A-PixelHop: A Green, Robust and Explainable Fake-Image Detector
It addresses the need for efficient and robust fake-image detection, which is crucial for security and media integrity, though it appears incremental as it builds on existing detection approaches.
The paper tackled the problem of detecting CNN-generated fake images by proposing A-PixelHop, a method that achieves high detection performance with low computational complexity and small model size, outperforming state-of-the-art methods on CycleGAN-generated images and generalizing well to unseen models and datasets.

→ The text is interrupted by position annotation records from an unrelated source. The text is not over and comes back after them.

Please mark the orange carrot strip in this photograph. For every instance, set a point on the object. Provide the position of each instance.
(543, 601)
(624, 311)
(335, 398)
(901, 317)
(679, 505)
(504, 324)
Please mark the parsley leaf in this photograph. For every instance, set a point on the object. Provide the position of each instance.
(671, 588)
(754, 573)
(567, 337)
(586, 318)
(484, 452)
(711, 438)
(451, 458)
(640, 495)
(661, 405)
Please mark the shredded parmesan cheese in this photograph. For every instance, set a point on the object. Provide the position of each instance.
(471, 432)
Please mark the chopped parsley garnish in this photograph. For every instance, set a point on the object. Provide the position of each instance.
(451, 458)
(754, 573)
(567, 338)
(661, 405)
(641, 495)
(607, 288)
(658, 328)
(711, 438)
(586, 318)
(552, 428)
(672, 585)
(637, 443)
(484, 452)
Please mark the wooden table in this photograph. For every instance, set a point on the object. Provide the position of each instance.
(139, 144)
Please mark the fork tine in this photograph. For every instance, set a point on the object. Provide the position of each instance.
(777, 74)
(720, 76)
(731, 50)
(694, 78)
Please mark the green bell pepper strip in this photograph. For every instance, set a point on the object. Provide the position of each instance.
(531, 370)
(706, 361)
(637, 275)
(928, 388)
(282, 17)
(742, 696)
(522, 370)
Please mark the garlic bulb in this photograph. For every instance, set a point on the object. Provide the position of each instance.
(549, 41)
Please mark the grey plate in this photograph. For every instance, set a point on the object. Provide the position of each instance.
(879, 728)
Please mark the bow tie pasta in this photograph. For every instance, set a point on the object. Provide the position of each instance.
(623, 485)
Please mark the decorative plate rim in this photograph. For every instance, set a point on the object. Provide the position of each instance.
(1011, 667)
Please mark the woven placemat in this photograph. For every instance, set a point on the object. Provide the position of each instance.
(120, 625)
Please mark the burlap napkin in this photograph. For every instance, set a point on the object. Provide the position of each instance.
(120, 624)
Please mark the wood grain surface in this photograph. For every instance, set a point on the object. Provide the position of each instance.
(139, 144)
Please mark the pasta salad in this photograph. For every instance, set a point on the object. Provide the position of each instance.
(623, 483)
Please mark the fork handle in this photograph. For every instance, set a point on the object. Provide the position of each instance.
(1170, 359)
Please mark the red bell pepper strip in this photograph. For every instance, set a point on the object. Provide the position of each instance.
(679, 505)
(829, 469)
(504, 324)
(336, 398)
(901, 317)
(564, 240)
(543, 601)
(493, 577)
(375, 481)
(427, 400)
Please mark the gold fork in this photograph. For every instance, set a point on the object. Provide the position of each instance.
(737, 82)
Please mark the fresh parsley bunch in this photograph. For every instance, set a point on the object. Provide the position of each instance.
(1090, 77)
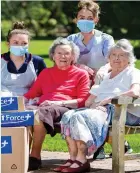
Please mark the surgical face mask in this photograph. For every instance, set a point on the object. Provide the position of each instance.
(19, 50)
(86, 26)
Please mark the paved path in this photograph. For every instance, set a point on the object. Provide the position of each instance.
(52, 159)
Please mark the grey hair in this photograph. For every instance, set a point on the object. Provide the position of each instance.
(64, 41)
(126, 46)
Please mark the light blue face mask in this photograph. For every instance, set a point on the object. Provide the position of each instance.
(19, 50)
(86, 26)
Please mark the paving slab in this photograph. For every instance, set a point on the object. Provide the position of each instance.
(53, 159)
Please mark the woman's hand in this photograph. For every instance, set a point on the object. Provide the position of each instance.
(93, 106)
(104, 102)
(102, 108)
(49, 103)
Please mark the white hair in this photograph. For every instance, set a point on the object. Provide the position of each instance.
(64, 41)
(126, 46)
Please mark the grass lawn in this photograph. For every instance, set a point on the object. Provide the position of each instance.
(41, 47)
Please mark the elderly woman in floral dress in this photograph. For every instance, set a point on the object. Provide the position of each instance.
(85, 129)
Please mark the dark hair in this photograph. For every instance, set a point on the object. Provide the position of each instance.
(17, 28)
(89, 5)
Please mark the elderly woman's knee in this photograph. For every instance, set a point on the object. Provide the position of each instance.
(40, 128)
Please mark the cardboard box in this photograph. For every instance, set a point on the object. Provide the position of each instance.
(12, 104)
(14, 149)
(17, 119)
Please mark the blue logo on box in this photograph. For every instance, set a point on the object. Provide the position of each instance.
(9, 103)
(16, 119)
(6, 145)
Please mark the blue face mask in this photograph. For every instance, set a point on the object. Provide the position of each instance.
(19, 50)
(86, 26)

A novel method for detecting CNN-generated images, called Attentive PixelHop (or A-PixelHop), is proposed in this work. It has three advantages: 1) low computational complexity and a small model size, 2) high detection performance against a wide range of generative models, and 3) mathematical transparency. A-PixelHop is designed under the assumption that it is difficult to synthesize high-quality, high-frequency components in local regions. It contains four building modules: 1) selecting edge/texture blocks that contain significant high-frequency components, 2) applying multiple filter banks to them to obtain rich sets of spatial-spectral responses as features, 3) feeding features to multiple binary classifiers to obtain a set of soft decisions, 4) developing an effective ensemble scheme to fuse the soft decisions into the final decision. Experimental results show that A-PixelHop outperforms state-of-the-art methods in detecting CycleGAN-generated images. Furthermore, it can generalize well to unseen generative models and datasets.